Me, I learn intuitively and introspectively. I enjoy the freedom to explore, to pick up ideas, and arrange them in different kinds of odd combinations. Must be due to the lack of education I received during my formative years. To force me to think within a set framework -- and grade me for compliance -- is quite an anathema to my personal develoment, and I was in my day quite a hopeless student.

But the kids are different. Mainstream-schooled, they need their structures and their scaffolding. For them, step-by-step is the way to go. Fine. Point taken.

Monday, August 18, 2008

A chink in the armour

I'm as proud as any S'porean (apart from the regular gripey malcontents on STI) about our paddlers' team silver at the Olympics. The team did well enough to demolish its opponents in its group, and fought tooth and nail in the semis, but despite its steamrolling success it didn't pick up enough momentum to beat the last opponent, China, in the finals.

I realise to ask for a gold would appear ungrateful, but I am playing a game of "what if?". Could Li, Wang and Feng have taken Zhang, Guo and the other Wang? It may have been difficult, but not impossible since all are top-ranked competitors in the sport. So it isn't in capability that our team faced a disadvantage.

No, what worked against us was having too much respect for the opponent, both in its top seeding and in its partisan home support. This really was China's party, and we tiny upstarts weren't in any position to make them cry if we wanted to. And we didn't want to, anyway; it wasn't in the unwritten 'script'. Perhaps in a more neutral country we wouldn't have been so overawed.

That's one mental block our athletes have yet to work around. We tend to play for what SHOULD be, not what MIGHT be. Our nation can be embarassingly audacious in many respects, but not yet in the sporting arena.

To add another two cents, here's an observation from an armchair critic about our silver medallists: They give away too much about their emotional state in their body language at the table. There's annoyance, frustration and resignation written as clear as day on their faces and postures. While it looks like great passion and drama for a television audience, it's also a dead giveaway to their opponents as to who has the upper hand. They may play excellent ping-pong but horrible poker.

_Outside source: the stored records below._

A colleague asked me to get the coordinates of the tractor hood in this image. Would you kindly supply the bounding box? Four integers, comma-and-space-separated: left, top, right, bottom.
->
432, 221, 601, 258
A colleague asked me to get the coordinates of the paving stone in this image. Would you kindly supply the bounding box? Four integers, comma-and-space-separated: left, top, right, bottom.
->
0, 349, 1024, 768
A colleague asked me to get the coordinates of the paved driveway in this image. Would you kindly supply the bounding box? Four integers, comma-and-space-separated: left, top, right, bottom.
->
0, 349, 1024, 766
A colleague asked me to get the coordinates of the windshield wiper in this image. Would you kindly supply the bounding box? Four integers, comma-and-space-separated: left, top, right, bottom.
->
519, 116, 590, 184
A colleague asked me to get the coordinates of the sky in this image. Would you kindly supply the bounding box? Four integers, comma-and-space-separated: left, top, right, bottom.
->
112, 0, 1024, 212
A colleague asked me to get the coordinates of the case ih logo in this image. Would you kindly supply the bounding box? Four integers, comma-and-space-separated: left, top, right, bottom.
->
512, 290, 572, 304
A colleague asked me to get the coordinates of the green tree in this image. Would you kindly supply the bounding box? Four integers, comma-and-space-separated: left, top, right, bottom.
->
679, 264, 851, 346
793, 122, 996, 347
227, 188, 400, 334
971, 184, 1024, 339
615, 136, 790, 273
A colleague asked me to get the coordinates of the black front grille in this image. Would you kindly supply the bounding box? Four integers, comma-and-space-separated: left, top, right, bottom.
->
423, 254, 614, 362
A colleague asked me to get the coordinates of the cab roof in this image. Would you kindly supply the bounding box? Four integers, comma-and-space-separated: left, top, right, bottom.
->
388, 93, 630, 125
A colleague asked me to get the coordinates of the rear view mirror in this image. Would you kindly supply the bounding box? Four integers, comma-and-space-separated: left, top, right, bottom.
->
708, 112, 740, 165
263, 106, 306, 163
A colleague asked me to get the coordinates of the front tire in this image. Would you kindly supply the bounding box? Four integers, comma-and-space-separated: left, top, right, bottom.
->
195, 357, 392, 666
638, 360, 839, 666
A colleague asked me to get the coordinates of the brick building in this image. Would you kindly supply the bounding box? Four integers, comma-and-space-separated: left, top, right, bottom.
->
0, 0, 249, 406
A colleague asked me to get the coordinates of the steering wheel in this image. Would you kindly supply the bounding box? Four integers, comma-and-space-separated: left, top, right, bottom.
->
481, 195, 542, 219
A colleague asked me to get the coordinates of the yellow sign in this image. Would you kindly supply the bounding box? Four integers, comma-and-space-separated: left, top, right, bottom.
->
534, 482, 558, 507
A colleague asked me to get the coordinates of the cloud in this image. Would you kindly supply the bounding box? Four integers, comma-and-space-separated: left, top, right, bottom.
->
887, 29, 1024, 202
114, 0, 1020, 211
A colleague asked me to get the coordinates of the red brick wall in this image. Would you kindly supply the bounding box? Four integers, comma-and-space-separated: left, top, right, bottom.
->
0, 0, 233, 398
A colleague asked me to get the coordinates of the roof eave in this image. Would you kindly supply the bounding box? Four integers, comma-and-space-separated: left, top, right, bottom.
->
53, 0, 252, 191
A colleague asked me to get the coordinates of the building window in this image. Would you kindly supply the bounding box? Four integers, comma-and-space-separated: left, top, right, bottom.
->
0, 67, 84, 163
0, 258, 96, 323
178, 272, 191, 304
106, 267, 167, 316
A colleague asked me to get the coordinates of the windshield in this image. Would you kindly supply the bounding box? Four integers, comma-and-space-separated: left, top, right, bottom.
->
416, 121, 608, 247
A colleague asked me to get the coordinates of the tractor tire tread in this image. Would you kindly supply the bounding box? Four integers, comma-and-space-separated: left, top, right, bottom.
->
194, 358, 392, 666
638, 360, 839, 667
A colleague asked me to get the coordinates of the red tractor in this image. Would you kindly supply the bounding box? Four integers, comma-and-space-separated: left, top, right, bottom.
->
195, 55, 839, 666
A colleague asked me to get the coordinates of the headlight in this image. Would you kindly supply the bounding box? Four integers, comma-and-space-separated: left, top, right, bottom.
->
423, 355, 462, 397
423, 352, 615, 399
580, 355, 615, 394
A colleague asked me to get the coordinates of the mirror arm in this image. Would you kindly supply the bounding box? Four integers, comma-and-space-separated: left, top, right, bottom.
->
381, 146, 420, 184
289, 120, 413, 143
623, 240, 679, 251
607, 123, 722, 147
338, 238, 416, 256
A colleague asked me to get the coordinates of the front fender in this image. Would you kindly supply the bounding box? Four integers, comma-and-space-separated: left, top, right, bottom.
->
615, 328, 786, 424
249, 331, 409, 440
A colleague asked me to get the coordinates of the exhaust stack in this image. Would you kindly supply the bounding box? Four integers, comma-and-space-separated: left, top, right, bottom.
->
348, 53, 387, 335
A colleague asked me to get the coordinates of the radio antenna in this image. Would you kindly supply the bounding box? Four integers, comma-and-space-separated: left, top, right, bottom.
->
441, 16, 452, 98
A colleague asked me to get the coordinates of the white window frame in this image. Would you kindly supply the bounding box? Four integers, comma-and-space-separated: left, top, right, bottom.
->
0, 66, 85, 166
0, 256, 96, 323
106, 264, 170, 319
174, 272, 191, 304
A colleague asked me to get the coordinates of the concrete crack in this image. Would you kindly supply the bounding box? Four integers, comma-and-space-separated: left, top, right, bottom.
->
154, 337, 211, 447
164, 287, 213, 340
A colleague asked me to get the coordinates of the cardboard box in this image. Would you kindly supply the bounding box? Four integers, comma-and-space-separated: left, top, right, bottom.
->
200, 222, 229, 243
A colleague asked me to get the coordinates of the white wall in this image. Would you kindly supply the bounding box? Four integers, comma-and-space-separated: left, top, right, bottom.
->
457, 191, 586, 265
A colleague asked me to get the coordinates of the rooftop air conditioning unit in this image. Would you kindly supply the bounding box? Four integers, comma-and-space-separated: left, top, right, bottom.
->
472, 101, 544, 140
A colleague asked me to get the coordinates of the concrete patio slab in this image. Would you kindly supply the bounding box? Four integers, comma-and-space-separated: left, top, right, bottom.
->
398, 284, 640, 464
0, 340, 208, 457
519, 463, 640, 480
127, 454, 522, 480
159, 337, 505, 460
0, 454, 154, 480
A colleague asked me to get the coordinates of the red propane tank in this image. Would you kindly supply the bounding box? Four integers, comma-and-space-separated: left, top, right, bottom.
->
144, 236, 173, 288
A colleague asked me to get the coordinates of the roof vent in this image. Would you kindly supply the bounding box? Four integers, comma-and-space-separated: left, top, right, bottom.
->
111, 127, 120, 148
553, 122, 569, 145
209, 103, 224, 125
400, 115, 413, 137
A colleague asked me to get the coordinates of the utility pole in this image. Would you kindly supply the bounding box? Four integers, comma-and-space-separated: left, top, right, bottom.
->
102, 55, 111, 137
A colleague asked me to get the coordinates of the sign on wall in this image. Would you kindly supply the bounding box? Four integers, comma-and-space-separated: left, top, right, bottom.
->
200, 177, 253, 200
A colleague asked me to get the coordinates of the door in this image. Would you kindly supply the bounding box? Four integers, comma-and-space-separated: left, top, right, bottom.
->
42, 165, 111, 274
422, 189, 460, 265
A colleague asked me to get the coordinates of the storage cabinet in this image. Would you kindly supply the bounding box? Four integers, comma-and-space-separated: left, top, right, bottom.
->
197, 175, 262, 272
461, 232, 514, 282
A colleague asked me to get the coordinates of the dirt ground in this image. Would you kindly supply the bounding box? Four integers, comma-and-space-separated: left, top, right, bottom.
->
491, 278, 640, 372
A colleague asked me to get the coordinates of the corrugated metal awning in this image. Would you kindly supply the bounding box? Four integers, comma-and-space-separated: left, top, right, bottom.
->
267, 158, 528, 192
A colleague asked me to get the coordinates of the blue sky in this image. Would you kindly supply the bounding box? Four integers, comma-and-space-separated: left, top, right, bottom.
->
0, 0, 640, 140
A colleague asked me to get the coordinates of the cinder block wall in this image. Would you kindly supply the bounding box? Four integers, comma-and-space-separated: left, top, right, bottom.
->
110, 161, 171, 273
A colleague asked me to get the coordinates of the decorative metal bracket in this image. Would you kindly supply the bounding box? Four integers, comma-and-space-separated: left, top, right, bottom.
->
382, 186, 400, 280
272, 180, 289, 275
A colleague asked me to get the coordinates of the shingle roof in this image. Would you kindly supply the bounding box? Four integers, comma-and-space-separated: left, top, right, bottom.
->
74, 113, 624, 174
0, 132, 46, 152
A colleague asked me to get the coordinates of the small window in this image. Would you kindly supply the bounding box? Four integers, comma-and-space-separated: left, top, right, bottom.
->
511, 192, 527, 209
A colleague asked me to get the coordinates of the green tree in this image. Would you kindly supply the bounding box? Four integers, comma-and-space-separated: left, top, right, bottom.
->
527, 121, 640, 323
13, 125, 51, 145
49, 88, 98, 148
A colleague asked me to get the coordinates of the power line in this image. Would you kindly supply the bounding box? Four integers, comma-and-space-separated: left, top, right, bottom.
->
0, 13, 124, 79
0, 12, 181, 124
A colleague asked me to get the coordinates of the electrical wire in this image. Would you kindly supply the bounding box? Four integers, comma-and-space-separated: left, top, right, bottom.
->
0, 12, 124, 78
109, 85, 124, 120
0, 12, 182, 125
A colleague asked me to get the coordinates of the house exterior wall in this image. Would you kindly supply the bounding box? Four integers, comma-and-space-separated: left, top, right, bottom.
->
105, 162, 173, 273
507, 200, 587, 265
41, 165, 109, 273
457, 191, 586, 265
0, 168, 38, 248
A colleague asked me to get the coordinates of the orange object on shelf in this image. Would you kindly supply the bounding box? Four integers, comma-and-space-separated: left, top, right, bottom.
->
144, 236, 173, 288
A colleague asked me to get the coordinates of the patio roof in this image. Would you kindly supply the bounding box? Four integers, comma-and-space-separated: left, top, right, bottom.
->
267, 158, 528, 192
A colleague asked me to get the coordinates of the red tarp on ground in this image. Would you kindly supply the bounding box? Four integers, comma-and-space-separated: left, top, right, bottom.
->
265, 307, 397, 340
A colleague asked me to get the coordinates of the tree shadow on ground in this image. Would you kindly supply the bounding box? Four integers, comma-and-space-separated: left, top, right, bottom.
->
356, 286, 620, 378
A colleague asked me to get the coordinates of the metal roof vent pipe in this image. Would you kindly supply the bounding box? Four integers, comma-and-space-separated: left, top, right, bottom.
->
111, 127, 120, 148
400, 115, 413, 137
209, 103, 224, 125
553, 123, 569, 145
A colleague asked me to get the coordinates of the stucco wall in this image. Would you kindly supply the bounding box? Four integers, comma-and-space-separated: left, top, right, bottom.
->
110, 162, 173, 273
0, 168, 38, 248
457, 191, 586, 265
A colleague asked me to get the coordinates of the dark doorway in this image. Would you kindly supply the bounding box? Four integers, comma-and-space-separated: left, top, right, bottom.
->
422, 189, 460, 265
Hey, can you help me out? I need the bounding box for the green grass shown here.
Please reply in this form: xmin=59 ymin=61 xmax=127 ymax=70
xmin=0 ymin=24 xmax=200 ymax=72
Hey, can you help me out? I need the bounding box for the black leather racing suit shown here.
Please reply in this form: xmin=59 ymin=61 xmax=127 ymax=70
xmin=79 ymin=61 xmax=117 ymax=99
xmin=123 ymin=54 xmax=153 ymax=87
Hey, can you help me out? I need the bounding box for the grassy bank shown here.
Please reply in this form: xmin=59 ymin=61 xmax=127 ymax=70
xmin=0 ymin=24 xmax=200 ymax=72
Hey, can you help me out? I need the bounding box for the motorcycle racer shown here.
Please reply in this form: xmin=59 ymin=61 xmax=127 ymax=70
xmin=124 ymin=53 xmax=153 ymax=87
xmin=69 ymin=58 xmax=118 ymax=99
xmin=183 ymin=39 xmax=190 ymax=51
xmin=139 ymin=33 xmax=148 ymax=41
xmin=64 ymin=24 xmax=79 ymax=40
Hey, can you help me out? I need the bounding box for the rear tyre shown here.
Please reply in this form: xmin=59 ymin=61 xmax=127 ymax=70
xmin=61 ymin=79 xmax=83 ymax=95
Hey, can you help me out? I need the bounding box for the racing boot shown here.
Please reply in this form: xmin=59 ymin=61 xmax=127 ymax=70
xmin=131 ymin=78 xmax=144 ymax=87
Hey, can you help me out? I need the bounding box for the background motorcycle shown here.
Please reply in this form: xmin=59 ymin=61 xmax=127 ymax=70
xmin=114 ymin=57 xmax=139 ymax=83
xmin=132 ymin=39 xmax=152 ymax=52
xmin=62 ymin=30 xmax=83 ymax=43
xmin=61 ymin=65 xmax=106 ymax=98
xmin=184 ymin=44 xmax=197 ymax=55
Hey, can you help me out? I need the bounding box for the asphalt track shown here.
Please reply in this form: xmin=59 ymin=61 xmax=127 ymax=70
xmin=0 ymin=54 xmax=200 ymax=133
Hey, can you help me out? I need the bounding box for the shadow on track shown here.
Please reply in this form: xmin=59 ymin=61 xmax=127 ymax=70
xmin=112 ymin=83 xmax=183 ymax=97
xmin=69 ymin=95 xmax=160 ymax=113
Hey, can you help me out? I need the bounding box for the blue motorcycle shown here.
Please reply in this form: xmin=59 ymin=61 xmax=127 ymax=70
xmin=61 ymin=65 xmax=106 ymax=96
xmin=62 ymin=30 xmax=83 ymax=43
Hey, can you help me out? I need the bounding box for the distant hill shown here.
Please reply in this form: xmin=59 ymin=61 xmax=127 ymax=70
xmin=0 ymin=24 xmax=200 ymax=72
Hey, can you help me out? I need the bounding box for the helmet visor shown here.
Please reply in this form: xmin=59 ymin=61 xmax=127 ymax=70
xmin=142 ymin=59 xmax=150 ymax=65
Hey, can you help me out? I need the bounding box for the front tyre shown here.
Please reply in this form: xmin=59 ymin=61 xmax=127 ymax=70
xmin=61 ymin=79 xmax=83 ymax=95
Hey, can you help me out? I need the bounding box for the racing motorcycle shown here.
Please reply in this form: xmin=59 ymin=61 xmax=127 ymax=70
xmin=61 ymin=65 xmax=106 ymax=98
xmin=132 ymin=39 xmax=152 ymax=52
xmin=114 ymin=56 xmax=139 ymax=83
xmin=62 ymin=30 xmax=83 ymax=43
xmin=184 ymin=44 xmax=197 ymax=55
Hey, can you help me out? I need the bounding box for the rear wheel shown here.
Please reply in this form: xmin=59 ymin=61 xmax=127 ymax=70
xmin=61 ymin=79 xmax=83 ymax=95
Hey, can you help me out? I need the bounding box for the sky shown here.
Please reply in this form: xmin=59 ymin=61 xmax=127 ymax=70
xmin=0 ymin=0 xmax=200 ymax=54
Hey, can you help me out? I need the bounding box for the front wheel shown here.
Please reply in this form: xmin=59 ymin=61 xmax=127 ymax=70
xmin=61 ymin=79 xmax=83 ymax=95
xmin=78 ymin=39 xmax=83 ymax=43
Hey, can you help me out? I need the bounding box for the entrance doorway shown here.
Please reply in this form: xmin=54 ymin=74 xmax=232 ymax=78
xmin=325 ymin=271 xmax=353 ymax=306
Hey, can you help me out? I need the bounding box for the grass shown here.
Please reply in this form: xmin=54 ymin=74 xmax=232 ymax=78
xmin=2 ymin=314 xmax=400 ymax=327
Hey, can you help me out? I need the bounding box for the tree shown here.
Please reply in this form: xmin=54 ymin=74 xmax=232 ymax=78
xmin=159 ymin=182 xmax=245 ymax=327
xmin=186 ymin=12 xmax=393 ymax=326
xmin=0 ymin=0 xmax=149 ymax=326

The key to a winning game is in maintaining composure under pressure. An upright stance and a cool face even when losing reflects attitude and control. It can be difficult to master, emo beings that we are, but it pays dividends. "If you're putting up an act for others to see, you can end up fooling yourself too," according to tennis player, Kay Kay Magi. And that bit of self-deception could be just the thing to turn a match around.

And it doesn't even have to apply in just sport.

*Er... no pun intended in the title. Honest.

Sunday, August 17, 2008

Olympic silver for our girls

Not often a Head-of-State's national address gets upstaged by a sporting event on primetime TV. Still, it was a match of national importance, an historic occasion and something to cheer about in gloomy times.

The final score was 3-0, but the girls had already won before the match started. They didn't go in to turn the world on its head; it was quite enough that they delivered on their promise. An Olympic silver in a team event to break a near half-century drought is, indeed, something to celebrate.

We certainly do have great girls, go-getters all; inspirational, competitive, showing fire and determination and a lion-hearted fighting spirit. Fabulous, brave, beautiful to behold. We're proud of our girls, including the little swimmer who was the toast of our town not too many days ago.

My question is, where are us guys in all of this? Our national achievements are running on women-power alone, while we guys are either too wimpy, or having a too beer-swiggin'ly good time watching our better halves on TV to match them in ambition and drive.

Perhaps we've identified with our lion city too closely?

It's probably why the PM's so worried. The lion-lioness metaphor isn't working. There ain't no little cubs swelling our pride. But honestly, if I were a lioness myself, I'd be a tad suspicious of the local gene pool too.